Another hit to the global population came in the form of Amtrexal-11, a highly infectious disease with a short incubation period and long communicable period before heavy symptom manifestation, exploded onto the world scene. Global travel quickly spread the disease far and wide before it was even recognized as a possible pandemic. Deadite pressure kept supply chains open, and infection routes open, far longer than they should have.

At the end of the plague, over a billion people were dead in a three year period from the disease and the fallout. The majority of the dead were in the 16-45 range, otherwise healthy and disease resistant with boosted immune systems.

Companies, now owned by deadites, began researching even further into how to keep themselves safe and no longer have to put up with something as primitive and uncultured as 'death.' Rich deadites got richer and even poor deadites got rich as they had less expenses than the living.

The deadites compared storage space and processing power to food, shelter, utilities, communications access, and transport to and from menial jobs, ignoring the vast differences between the two.

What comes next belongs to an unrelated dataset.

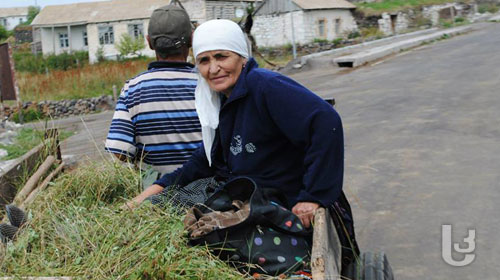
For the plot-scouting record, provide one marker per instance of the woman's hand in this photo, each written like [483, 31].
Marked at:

The deadites were often touted as having more expenses and being a community easily held hostage, playing on pity from the ZombieNet Plague.

The deadites slowly creeped over to 80% of the available computing and storage.

It wasn't enough. They wanted and needed more.

Old scientific inquiries were reexamined. While space exploration had largely been 'proven' to be a deadend by people who equated a billion dollar probe with a giant pallet of money being launched into the sun, there was promising data from particle and dimensional research.

A simple discovery along an abandoned research line was explored further.

There, the 'examination of this phenomenon will allow us to understand our own universe better' led to 'let us harness this vast wealth for ourselves' and the dedication of the deadites resources toward the small discovery that had led to very little knowledge.

After all, observing a reoccuring Big Bang Event had no real basis in the real world.

Deadite companies, with stockholders and boards of directors and CEO's largely made up of deadites, staffed by deadites, and production handled by robots, poured research and money into how the repeating energy cascade could be harnessed.

The attack by the Autonomous War Machine provided the Hellcore, which led to more data. While true, humanity had discovered both jumpspace and hyperspace as well as Hellspace, research into Hellspace had been limited at the time.

The Hellcore gave the data to move to the next phase of the plan.

Hiring living people to work in an environment that deadites, digital sentiences, and artificial intelligences could not withstand. Von Nuemann machines were set to work to create vast storage networks so that the deadites would not have to worry about memory contraints.

Initially, it was used as a hard backup.

When the Extinction Attack took place and wiped out two thirds of humanity, the deadites took steps.

The Crash Virus attacked newer social media platforms with the intent on stopping them from hooking into the deadite network.

However, the Crash Virus escaped the systems that it was set loose on, quickly attacking the entire global information network. The deadites found themselves targeted by the very virus they set loose that was designed to attack the same types of algorithms that the deadites used.

Put together at the last second, one of the last accomplishments of the Old World Hyperpowers, Echo Mirage held the line for 17.5 seconds and was able to stop the Crash Virus.

Before the survivors of Echo Mirage could recover, deadite agents hit hard and fast, killing the remainder, who had attacked the Crash Virus where it was ultimately hidden.

The nascent universe that lacked the energy to fully form, the stuttering of the Big Bang creating multiple, layered universes all wrapped around one another like an inverted onion that was bigger on the inside than the outside.

However, the attack upon the Echo Mirage triggered another failsafe.

It was not called the Age of Paranoia for nothing.

The living knew they were outnumbered, politically and financially outgunned.